Ayahnya baru akan pensiun begitu Sonya dirasa telah siap.
Di lain pihak, Sonya hampir yakin ia tak akan pernah siap untuk membuat
bisnis keluarga itu tetap berdetak. Ia merasa nasibnya tak jauh beda dengan Mia
Thermopolis, sang pewaris tahta kerajaan Genovia di serial The Princess Diaries.
Sesungguhnya, Sonya bukan tidak suka berjualan es krim. Justru, Toko
Wien adalah tempat favoritnya sejak kecil. Ia hanya takut. Toko Wien sudah
bertahan selama dua generasi, bagaimana jika justru di tangannya usaha itu
mati?
Mungkin, karena itu pula, Sonya jadi banyak menunda-nunda, sehingga
kuliahnya hingga sekarang belum tamat juga.
“Masalahnya bukan kamu mampu atau tidak, tapi kamu mau atau tidak?”
begitu kata ayahnya liburan akhir semester lalu. Saat itu, Sonya kembali
berkata bahwa ia baru akan mendedikasikan waktunya di Toko Wien setelah
kuliahnya selesai, karena ia tidak bisa menjalankan bisnis sambil mengerjakan
skripsi, membuat ayahnya marah sekali. Tak lama setelah pertengkaran itu, ayah
Sonya terkena stroke.
Sonya ada di samping tempat tidur rumah sakit ketika ayahnya sadar. Saat
itu, pertanyaan pertama sang ayah adalah, “Bagaimana skripsi kamu?” dan Sonya
hanya dapat memjawabnya dengan senyum hampa.
Tiga bulan sudah berlalu sejak saat itu. Ayah Sonya sudah mulai pulih,
setelah sebelumnya lumpuh separuh badan.
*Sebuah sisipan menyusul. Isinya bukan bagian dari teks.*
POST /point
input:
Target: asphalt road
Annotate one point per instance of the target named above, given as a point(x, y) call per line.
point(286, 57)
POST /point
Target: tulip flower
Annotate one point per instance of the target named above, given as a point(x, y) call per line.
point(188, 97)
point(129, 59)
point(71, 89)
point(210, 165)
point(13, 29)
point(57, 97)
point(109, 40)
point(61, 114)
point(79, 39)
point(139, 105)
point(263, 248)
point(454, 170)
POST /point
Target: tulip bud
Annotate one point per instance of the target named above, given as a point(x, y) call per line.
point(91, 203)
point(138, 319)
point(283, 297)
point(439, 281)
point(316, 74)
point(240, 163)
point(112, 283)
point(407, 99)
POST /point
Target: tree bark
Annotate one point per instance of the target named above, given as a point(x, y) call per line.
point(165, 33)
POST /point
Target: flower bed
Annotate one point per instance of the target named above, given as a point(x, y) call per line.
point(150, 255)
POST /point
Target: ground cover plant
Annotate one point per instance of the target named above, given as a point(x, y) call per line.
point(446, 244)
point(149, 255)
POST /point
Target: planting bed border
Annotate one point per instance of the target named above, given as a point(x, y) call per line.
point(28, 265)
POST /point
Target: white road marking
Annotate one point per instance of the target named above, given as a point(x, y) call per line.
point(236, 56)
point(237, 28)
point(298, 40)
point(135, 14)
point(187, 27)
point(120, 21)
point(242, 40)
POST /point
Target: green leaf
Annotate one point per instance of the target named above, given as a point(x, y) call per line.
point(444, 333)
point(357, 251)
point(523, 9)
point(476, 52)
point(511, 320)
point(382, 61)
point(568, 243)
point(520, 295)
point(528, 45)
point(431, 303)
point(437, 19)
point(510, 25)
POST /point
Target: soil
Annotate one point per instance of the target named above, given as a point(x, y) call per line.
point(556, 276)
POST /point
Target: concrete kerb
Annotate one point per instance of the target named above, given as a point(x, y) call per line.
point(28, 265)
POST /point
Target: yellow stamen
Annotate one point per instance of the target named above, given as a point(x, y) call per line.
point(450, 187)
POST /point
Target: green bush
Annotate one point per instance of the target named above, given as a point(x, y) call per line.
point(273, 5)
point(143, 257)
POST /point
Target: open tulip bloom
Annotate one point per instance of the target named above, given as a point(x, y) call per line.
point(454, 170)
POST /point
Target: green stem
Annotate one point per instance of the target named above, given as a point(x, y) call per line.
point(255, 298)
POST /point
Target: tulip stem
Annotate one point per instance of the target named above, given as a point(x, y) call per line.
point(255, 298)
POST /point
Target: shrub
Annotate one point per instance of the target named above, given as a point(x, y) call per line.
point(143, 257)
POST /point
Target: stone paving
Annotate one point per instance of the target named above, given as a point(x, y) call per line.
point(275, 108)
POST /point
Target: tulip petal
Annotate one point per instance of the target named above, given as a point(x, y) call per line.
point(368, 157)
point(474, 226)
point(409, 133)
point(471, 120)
Begitu ayahnya dirawat di rumah sakit,
Sonya berinisiatif mengambil kendali Toko Wien yang dipegang ayahnya, dengan
didampingi asisten kepercayaan sang ayah yang mengurusi perihal operasional.
Hari-hari yang kemudian dilaluinya mengingatkan Sonya pada kerja magang,
di mana ia belajar lewat tindakan nyata, namun kali ini dengan memanggul
tanggungjawab yang besarnya tak main-main. Kadang harinya tidak berjalan mulus,
namun Sonya tak pernah tidak pulang dari toko dengan senyum lega. Satu hari
lagi berlalu, dan aku masih bertahan. Besok aku pasti bisa melakukannya lagi.
Ia lalu akan menghabiskan malam dengan mengerjakan skripsi hingga dini hari.
Tak peduli betapa menyenangkannya menjadi mahasiswa, Sonya sadar bahwa
setiap hal punya masa kedaluarsa. Sesuatu yang sudah dimulai harus dikerjakan
sampai selesai, begitu ayahnya selalu berkata, dan prosesnya adalah sebuah
perjuangan yang harus dimenangkan.
Hampir enam tahun sudah dihabiskannya untuk sembunyi dari Toko Wien yang
menanti untuk diwarisi. Kini, saat tiba di sana setiap pagi, Sonya seolah
diingatkan kembali akan hidup barunya yang telah menanti.
Ia melirik jam dinding di atas meja belajarnya. Hari sudah berganti. Ini hari Jumat, pukul tiga pagi, dan ia
masih larut dalam revisi skripsi.
Sebentar lagi, gumam Sonya, tersenyum dalam hati.